It is there any particular reason for this to not be implemented yet?
Python's dictionaries are implemented as hash tables. Those are inherently unordered data structures. While it is possible to add extra logic to keep track of the order (as is done in collections.OrderedDict in Python 2.7 and 3.1+), there's a non-trivial overhead involved.
For instance, the recipe that the collections documentation suggest for use in Python 2.4-2.6 requires more than twice as much work to complete many basic dictionary operations (such as adding and removing values). This is because it must maintain a doubly-linked list to use for ordered iteration, and it needs an extra dictionary to help maintain the list. While its operations are still O(1), the constant terms are larger.
Since Python uses dict instances everywhere (for all variable lookups, for instance), they need to be very fast or every part of every program will suffer.
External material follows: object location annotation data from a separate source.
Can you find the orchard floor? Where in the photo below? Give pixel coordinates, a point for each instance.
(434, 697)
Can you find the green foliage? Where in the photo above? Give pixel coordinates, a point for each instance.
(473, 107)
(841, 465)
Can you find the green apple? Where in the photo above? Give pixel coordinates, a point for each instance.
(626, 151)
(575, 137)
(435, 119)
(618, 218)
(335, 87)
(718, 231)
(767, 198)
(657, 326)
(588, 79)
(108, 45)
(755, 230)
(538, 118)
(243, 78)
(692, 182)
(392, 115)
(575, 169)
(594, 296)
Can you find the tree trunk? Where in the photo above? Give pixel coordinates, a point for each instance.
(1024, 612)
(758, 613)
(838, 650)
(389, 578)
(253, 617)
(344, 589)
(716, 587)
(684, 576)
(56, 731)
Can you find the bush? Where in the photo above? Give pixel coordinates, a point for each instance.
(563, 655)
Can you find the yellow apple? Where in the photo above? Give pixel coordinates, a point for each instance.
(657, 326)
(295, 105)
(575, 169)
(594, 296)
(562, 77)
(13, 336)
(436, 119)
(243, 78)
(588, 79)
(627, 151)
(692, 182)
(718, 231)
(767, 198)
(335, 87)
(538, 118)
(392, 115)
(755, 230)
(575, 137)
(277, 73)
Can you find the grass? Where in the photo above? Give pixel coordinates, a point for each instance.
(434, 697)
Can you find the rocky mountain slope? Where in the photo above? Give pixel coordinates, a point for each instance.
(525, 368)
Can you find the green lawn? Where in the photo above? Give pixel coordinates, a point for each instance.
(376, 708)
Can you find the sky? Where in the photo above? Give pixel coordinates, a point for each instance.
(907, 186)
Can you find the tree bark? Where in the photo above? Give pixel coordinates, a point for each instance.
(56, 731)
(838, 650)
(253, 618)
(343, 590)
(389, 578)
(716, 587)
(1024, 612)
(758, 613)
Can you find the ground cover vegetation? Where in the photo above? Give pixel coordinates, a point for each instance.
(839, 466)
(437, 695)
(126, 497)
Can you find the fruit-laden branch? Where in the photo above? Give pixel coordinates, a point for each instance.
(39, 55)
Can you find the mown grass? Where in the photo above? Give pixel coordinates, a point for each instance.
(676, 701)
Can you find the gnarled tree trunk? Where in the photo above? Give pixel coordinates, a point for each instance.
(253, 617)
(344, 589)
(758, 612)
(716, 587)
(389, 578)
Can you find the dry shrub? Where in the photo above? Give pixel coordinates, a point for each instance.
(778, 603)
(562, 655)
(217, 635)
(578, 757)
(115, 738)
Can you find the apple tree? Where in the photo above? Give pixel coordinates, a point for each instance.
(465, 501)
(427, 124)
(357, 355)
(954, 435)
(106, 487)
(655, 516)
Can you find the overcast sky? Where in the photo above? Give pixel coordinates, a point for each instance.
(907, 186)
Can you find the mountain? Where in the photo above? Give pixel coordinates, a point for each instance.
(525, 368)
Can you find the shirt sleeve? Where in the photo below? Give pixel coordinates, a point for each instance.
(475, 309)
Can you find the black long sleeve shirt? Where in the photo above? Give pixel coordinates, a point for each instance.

Since ordered iteration is not needed very often, it makes sense to avoid the overhead it requires in the general case. If you need an ordered dictionary, use the one in the standard library (or the recipe it suggests, if you're using an earlier version of Python).
Your question appears to be "why does Python not have native PHP-style arrays with ordered keys?"
Python has three core non-scalar datatypes: list, dict, and tuple. Dicts and tuples are absolutely essential for implementing the language itself: they are used for assignment, argument unpacking, attribute lookup, etc. Although not really used for the core language semantics, lists are pretty essential for data and programs in Python. All three must be extremely lightweight, have very well-understood semantics, and be as fast as possible.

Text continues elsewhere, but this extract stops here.